論 考

危機か、団円か!

 1995年に米国で設立されたNGOの国際シンクタンク「国際危機グループ」(ICG International Crisis Watch 本部ブリュッセル)が、米国大統領選に向けて暴力のリスク管理が必要だと警鐘を鳴らしている。

 従来ICGが危機管理の対象としてきたのは、紛争のある国がほとんどで、民主主義先進国の、それも選挙について暴力のリスク管理を訴えるなど異例中の異例である。

 投票日を控えた米国は世論が二極化しており、インターネットを通じてフェイク情報が飛び交っている。自分と異なる主張に対して憎悪が高まっており、人種差別問題による摩擦もある。

 選挙戦が接戦になると予想されるが、トランプ氏は、結果に対して異議申し立てをする動きをしており、さらに選挙投票に対する監視軍団を呼びかけた。郵便投票の信頼性を理由なく貶めた。これらはトランプ氏が個人的利益を追求することに責任がある。

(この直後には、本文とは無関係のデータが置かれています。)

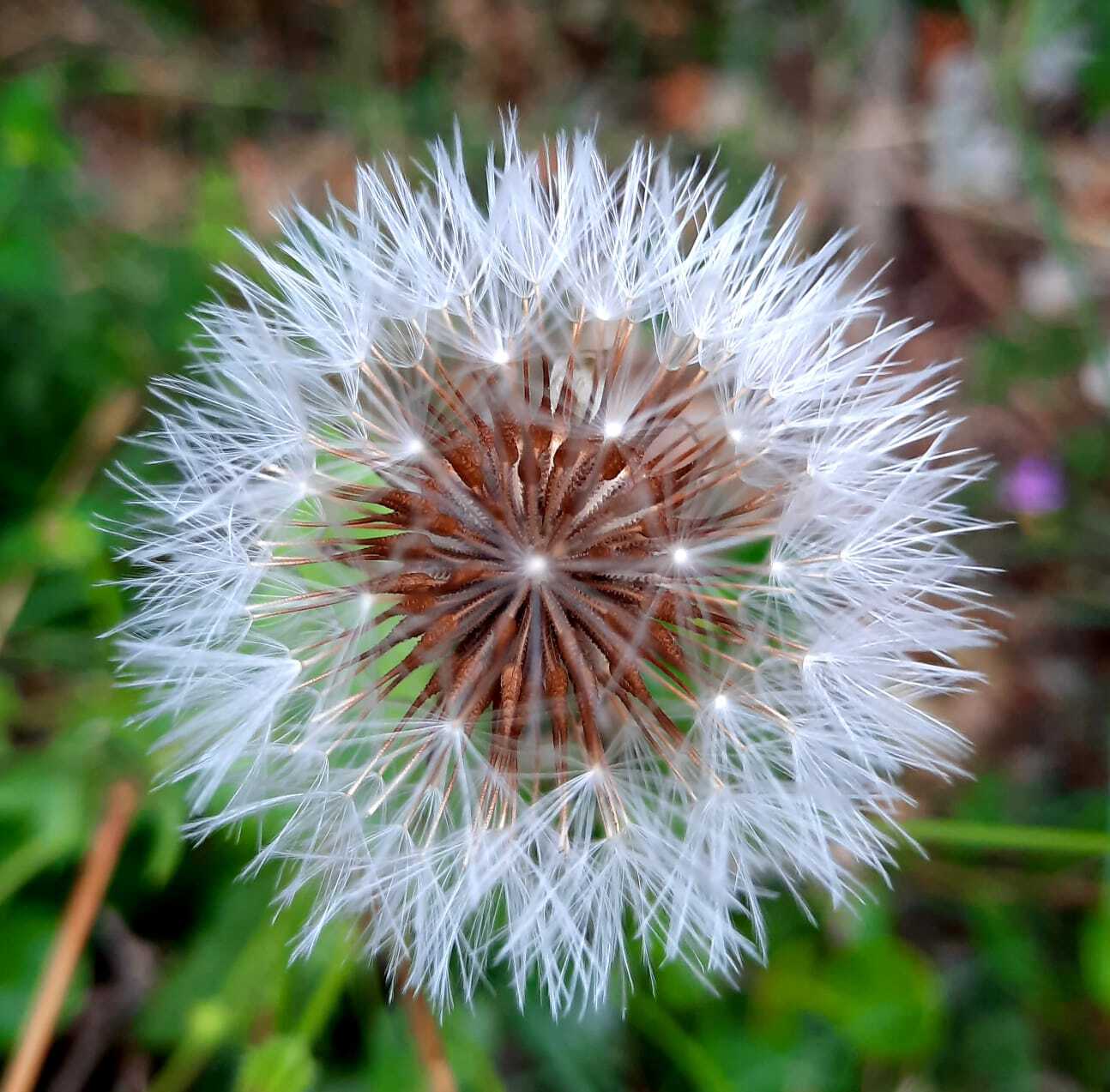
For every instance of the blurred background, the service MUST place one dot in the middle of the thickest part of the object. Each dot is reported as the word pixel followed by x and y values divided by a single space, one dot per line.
pixel 970 147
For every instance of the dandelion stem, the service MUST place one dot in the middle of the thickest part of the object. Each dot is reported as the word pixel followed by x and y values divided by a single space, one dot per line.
pixel 425 1030
pixel 83 905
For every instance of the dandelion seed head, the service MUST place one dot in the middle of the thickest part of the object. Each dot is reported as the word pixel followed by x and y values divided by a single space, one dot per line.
pixel 455 617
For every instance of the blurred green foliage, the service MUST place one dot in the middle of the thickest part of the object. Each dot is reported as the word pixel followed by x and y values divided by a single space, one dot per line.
pixel 977 972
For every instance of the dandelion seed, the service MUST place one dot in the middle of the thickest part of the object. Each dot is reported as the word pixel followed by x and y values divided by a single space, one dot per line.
pixel 521 718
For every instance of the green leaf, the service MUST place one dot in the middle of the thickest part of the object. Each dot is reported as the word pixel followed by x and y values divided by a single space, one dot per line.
pixel 283 1064
pixel 27 933
pixel 1095 956
pixel 884 998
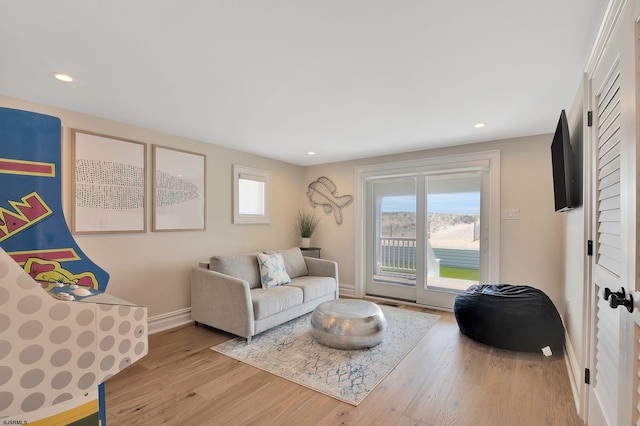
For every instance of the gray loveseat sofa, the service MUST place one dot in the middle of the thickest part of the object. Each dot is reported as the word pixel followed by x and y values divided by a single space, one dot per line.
pixel 229 295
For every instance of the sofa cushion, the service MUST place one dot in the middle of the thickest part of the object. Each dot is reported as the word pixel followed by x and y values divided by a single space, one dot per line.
pixel 242 266
pixel 294 262
pixel 272 270
pixel 270 301
pixel 314 287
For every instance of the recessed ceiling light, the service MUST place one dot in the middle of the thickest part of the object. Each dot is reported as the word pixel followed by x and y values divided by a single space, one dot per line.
pixel 62 77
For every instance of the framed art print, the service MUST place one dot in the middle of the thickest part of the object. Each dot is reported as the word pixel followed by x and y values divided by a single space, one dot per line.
pixel 108 184
pixel 179 185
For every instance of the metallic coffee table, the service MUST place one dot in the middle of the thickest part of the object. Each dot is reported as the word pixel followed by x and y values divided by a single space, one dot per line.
pixel 348 324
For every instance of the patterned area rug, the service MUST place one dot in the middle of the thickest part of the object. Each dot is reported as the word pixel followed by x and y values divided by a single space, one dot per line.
pixel 290 351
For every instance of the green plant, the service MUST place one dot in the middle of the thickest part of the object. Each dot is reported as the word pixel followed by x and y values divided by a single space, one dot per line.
pixel 307 223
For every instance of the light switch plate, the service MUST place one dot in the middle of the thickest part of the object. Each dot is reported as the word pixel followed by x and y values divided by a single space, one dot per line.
pixel 511 214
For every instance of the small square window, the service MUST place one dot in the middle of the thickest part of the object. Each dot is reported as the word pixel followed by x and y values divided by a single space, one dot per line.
pixel 251 195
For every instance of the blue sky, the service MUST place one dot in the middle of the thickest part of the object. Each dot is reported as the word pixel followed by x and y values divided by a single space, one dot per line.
pixel 459 203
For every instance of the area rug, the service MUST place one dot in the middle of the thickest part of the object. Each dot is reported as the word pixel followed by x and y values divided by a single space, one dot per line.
pixel 290 351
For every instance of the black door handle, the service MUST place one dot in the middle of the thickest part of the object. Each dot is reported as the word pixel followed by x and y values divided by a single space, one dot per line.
pixel 618 298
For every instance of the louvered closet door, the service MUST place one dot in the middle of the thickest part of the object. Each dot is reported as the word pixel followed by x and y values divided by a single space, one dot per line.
pixel 613 393
pixel 607 266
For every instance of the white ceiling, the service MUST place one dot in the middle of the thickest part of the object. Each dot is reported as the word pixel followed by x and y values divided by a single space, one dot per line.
pixel 345 78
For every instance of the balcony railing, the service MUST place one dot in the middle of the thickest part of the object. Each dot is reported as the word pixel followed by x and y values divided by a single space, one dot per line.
pixel 398 255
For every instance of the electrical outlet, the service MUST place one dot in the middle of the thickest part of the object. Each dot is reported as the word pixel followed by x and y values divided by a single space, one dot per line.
pixel 511 214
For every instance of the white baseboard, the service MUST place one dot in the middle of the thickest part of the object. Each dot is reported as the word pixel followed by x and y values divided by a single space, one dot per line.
pixel 169 320
pixel 573 369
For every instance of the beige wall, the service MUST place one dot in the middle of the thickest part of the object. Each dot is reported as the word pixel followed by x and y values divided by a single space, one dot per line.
pixel 152 268
pixel 531 248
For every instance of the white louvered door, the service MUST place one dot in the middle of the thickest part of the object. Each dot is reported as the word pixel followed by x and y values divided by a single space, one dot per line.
pixel 607 266
pixel 613 395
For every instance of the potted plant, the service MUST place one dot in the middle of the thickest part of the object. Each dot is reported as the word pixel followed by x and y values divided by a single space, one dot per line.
pixel 307 223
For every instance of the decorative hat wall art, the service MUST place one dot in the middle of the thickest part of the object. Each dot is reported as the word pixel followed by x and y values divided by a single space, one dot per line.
pixel 323 192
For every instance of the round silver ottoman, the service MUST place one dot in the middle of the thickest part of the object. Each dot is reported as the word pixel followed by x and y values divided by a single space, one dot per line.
pixel 348 324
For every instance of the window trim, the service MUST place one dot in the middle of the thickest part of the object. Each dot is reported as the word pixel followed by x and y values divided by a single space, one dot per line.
pixel 248 173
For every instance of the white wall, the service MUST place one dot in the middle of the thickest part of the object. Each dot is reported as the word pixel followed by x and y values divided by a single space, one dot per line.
pixel 532 250
pixel 152 268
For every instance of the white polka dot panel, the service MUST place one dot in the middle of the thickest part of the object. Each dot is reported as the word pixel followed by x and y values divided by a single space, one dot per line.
pixel 52 351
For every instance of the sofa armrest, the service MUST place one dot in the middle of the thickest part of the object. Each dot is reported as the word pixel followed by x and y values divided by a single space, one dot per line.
pixel 322 268
pixel 221 301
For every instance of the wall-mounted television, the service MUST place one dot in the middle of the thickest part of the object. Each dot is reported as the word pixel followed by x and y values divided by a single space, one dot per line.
pixel 562 161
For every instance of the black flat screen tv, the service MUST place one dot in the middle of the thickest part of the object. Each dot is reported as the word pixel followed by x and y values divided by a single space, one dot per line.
pixel 562 164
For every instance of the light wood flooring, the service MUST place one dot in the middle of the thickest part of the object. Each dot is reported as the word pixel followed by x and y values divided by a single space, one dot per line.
pixel 447 379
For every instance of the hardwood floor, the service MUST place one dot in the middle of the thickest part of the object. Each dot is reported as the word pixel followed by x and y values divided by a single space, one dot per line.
pixel 447 379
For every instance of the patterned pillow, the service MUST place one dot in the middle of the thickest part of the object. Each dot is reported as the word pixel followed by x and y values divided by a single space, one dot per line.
pixel 272 270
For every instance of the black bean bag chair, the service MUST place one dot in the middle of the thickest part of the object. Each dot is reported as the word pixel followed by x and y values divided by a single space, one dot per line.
pixel 514 317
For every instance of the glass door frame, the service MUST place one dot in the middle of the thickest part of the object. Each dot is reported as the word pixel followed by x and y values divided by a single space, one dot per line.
pixel 490 243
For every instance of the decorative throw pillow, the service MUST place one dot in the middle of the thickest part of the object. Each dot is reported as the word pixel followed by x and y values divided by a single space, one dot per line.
pixel 272 270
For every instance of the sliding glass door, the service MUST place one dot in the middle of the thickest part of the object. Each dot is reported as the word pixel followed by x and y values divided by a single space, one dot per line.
pixel 426 234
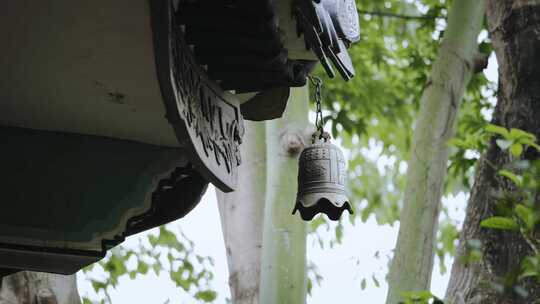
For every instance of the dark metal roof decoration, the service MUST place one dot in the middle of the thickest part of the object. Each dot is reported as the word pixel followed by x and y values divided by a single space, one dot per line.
pixel 114 188
pixel 329 28
pixel 206 118
pixel 240 44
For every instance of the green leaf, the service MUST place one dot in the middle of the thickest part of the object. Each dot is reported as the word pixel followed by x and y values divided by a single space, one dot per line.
pixel 516 179
pixel 499 222
pixel 503 143
pixel 206 295
pixel 516 150
pixel 375 281
pixel 517 134
pixel 497 130
pixel 527 215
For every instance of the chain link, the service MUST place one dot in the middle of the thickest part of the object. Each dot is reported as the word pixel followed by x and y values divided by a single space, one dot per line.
pixel 319 122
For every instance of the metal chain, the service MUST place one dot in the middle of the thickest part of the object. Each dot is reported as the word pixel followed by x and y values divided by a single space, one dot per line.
pixel 319 123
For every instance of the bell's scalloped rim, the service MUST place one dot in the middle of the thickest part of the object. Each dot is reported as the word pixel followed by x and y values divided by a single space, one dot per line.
pixel 331 204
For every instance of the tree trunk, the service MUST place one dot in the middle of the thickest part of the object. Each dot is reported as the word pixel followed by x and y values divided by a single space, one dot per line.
pixel 283 273
pixel 242 217
pixel 39 288
pixel 413 258
pixel 514 27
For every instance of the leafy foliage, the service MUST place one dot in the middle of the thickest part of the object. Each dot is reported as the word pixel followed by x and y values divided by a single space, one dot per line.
pixel 165 252
pixel 517 207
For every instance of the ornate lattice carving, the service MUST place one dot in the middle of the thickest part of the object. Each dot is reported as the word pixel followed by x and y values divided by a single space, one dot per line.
pixel 211 116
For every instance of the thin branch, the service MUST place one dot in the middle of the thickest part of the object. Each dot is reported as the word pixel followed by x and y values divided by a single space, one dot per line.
pixel 394 15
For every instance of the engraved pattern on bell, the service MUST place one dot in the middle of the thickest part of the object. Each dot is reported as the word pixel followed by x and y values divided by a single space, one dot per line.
pixel 321 182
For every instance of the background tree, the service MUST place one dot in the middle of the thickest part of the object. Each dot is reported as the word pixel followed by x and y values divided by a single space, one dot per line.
pixel 242 217
pixel 38 288
pixel 505 269
pixel 412 264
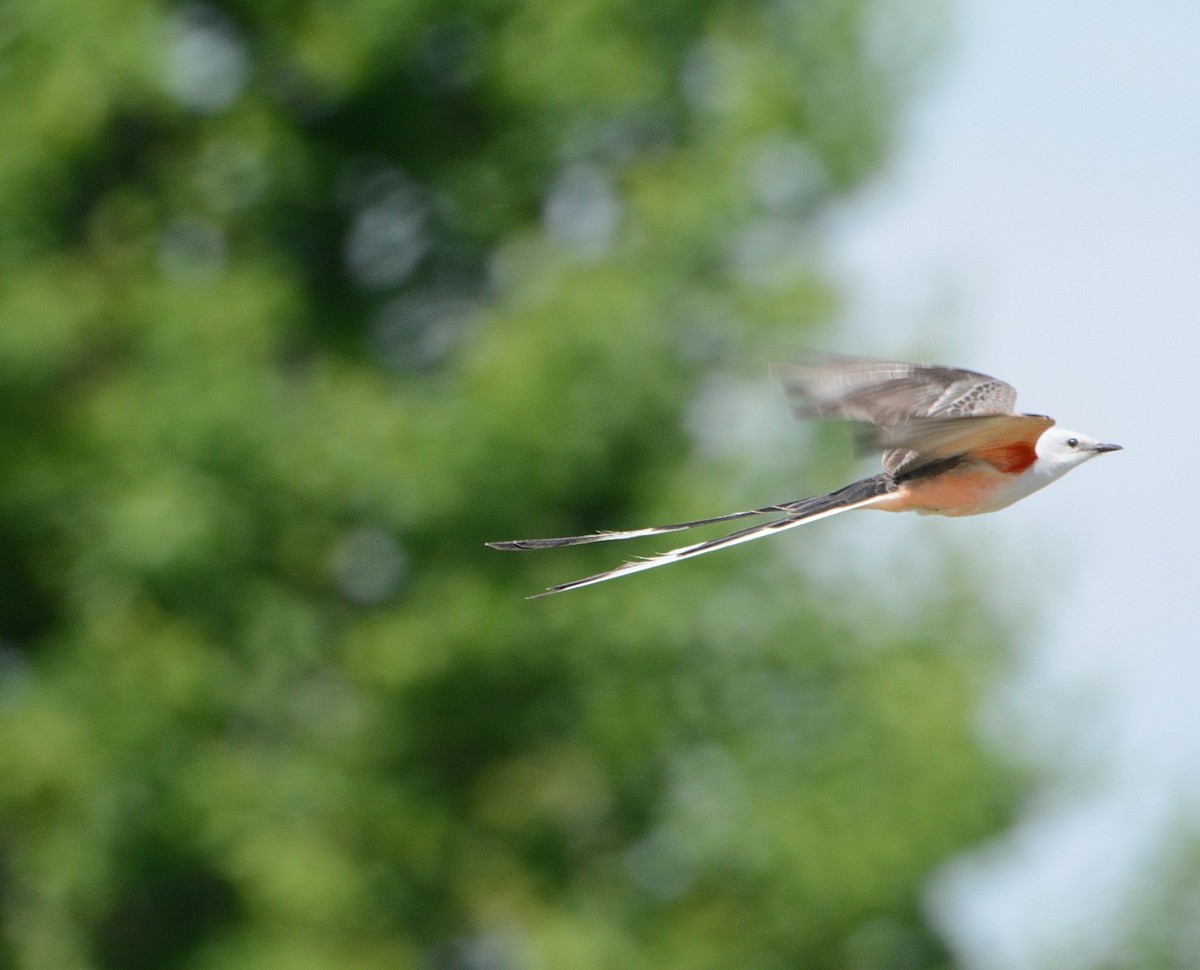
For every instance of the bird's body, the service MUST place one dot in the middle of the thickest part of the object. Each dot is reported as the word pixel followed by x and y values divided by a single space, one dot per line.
pixel 952 445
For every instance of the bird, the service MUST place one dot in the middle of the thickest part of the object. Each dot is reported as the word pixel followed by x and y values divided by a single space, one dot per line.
pixel 951 442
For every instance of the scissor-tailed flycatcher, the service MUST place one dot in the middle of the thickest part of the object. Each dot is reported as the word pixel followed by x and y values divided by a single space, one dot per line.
pixel 952 445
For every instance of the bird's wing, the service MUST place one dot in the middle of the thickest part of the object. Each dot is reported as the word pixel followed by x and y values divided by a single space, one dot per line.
pixel 887 393
pixel 1007 441
pixel 891 394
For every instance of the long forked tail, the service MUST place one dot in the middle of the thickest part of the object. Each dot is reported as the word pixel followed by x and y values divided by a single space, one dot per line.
pixel 861 494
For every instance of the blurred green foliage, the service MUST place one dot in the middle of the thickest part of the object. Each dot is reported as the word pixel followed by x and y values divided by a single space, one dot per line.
pixel 301 301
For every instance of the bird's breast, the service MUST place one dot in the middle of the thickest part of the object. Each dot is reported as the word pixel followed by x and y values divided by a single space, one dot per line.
pixel 971 489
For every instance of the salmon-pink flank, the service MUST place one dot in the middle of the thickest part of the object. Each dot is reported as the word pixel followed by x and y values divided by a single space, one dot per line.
pixel 1012 459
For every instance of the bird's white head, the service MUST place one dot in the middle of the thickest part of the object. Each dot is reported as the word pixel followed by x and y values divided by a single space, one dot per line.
pixel 1060 450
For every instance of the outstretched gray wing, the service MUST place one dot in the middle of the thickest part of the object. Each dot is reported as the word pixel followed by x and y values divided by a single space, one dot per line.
pixel 891 394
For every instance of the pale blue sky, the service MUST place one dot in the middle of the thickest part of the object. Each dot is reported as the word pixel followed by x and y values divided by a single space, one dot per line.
pixel 1043 220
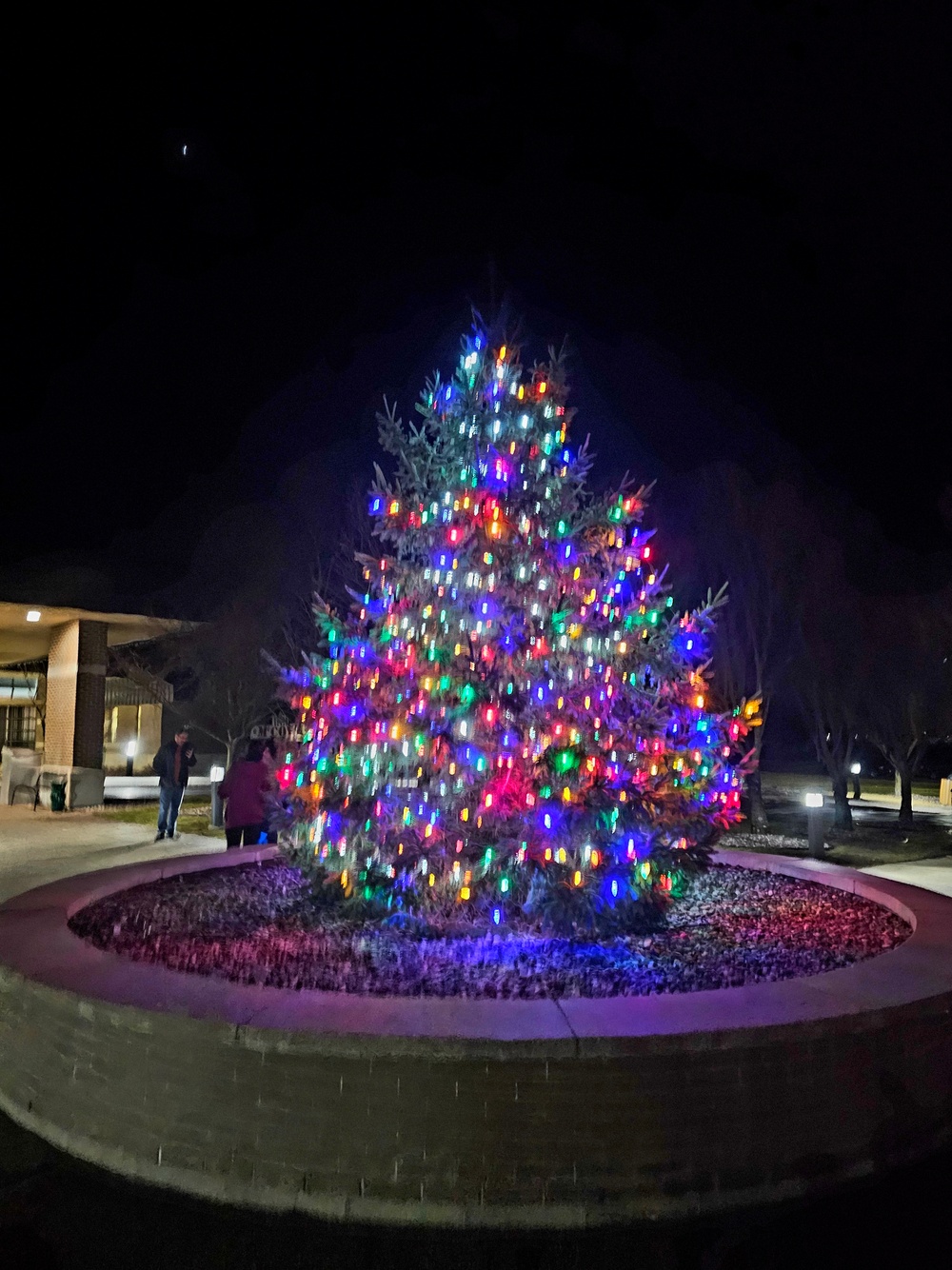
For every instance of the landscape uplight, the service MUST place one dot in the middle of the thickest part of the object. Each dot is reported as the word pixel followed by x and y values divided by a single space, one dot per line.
pixel 814 824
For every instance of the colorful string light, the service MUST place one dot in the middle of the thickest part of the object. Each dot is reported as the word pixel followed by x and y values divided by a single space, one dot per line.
pixel 514 706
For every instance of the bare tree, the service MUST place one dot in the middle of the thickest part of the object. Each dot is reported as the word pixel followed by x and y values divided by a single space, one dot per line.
pixel 224 671
pixel 829 669
pixel 756 539
pixel 908 699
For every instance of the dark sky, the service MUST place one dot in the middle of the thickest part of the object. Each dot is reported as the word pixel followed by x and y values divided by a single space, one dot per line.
pixel 738 212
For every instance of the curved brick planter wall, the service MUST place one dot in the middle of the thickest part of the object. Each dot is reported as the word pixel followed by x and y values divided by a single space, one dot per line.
pixel 482 1113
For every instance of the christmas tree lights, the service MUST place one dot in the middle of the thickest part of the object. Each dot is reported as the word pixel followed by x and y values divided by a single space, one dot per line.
pixel 514 722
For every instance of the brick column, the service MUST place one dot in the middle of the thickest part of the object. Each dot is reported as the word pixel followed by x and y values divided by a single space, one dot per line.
pixel 75 695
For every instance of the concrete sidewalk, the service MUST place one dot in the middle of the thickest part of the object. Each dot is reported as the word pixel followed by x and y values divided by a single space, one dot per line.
pixel 37 847
pixel 928 874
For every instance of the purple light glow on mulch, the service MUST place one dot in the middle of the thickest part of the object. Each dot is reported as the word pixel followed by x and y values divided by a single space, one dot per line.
pixel 255 923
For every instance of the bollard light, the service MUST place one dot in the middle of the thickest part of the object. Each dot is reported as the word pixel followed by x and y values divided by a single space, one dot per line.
pixel 216 775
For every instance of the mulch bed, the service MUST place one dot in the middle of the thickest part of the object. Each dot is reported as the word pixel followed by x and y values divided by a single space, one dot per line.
pixel 257 923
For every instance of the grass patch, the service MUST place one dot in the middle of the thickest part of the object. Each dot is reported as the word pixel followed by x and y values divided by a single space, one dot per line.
pixel 795 783
pixel 194 817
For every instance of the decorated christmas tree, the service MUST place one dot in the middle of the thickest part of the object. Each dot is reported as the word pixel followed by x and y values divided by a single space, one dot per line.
pixel 513 723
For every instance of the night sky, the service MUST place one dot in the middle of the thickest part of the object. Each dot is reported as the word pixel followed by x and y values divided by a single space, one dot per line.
pixel 227 249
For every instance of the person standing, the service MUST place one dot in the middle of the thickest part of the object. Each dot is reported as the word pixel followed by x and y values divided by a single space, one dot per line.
pixel 246 789
pixel 171 764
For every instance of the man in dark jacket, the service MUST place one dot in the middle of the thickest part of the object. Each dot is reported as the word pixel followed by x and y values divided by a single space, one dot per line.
pixel 171 764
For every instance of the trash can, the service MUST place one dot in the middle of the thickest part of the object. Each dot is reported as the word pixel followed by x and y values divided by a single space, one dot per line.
pixel 57 795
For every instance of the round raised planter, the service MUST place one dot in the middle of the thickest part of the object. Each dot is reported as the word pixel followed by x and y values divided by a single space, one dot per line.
pixel 476 1113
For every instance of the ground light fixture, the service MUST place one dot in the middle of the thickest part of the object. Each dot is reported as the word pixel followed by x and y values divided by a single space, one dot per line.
pixel 216 775
pixel 814 824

 諸外国は、選挙が終わっても、確定して制度上のプロセスが軌道に乗るまでは、当選者に対する祝電を打つべきではないとも主張する。これは、トランプ氏が勝手に勝利宣言することを予想したものである。

 バイデン氏は選挙演説で「混乱はもう終わりだ! ツイート、怒り、憎しみ、失敗、無責任はもう終わりだ」と語ったが、11月3日後直ちに大統領が決まる見通しはないみたいである。

 混乱を起こさない鍵は共和党人士にある。トランプ氏と心中するような無謀なことがないように期待する。